If you don’t have a current favourite Guerlain scent, the counter’s digital consultation service can guide you to one. It begins with a blind test, where a consultant takes you through a series of basic notes to see what you like and what repels you entirely. On the touch screen, you then classify each different note under the category of smells you love, like, are indifferent to or can’t stand. The result is a selection of perfume recommendations—I got Néroli Outrenoir, Insolence and Rose Barbare—tailored to the notes you responded positively to.
Patry emphasizes the importance of actually testing fragrance on your skin, instead of just giving it a whiff on a strip of paper, to take into account how your unique body chemistry reacts to certain fragrance components. “You are the last note when it comes to a fragrance,” she explains. “Your chemistry at one point kicks in and you perfume the perfume.” She also advocates sidestepping gender divisions in fragrance—though that is the first question customers are asked in their digital consultation, with a choice between women’s, men’s or both genders. “I don’t truly believe in a gender when it comes to fragrance, and I also don’t believe in a season,” she says. “But I think everybody when they come to visit the House of Guerlain can find their signature.”
Photography courtesy of Guerlain
Once you’ve zeroed in on a scent you could see yourself wearing on a daily basis, the final step is choosing your Guerlain bee bottle (designed in 1853 by Pierre-François-Pascal Guerlain for Napoléon III’s wife, Empress Eugénie).
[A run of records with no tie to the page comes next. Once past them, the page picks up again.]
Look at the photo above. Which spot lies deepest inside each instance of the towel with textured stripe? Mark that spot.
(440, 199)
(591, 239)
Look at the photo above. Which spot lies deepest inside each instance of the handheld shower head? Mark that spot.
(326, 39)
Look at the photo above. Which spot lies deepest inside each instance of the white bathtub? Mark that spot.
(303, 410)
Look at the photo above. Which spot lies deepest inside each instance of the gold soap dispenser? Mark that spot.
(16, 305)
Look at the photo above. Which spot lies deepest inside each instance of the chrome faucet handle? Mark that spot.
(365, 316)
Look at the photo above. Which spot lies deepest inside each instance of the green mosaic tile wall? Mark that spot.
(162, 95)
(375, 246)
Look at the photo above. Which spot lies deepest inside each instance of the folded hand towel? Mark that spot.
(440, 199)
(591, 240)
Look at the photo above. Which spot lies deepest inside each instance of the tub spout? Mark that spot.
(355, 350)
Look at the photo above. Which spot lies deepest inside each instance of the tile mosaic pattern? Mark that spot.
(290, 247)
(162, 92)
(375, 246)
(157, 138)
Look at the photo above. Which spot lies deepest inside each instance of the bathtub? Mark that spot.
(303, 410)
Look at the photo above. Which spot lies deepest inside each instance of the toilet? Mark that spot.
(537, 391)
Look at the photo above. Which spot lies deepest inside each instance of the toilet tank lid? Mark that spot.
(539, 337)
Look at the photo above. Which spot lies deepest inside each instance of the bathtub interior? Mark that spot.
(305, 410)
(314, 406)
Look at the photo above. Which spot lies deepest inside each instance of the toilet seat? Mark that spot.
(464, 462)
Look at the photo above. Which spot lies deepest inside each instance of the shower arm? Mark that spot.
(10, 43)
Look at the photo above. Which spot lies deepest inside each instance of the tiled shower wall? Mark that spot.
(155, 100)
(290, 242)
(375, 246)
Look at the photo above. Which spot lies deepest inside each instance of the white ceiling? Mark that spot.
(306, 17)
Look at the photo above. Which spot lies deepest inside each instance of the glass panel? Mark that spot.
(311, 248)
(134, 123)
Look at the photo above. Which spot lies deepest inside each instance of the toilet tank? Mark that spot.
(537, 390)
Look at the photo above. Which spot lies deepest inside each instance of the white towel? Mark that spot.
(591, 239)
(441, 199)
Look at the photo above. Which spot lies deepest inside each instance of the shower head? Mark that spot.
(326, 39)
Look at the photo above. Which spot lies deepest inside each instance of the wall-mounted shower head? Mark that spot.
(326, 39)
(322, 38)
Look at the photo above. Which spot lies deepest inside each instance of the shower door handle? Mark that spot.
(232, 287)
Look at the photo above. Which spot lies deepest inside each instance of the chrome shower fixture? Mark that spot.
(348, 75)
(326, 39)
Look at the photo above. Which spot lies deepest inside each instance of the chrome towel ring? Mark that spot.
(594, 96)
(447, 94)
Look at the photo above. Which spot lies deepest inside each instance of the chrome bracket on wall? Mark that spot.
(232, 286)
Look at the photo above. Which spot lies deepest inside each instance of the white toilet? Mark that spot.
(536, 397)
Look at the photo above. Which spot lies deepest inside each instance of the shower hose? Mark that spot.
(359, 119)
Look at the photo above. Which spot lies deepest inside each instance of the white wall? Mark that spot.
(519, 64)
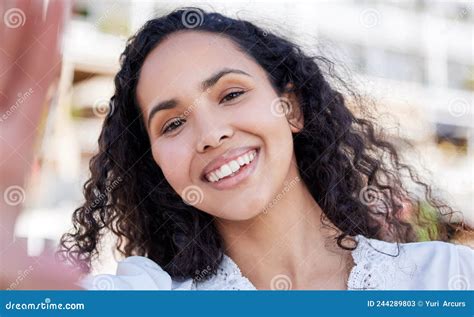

They’re available in a range of colours—black, purple, grey, yellow, red and more—and can be customized according to your taste, with a ribbon and engraving of your choice. The entire consultation process, which is free of charge, takes less than half an hour to complete, and is especially worthwhile if you haven’t yet come across your go-to fragrance. Even if you don’t jive with any particular Guerlain perfume, you might find that you like florals or citrus notes more than you thought you did. Best case scenario, you’ll leave with a new signature scent.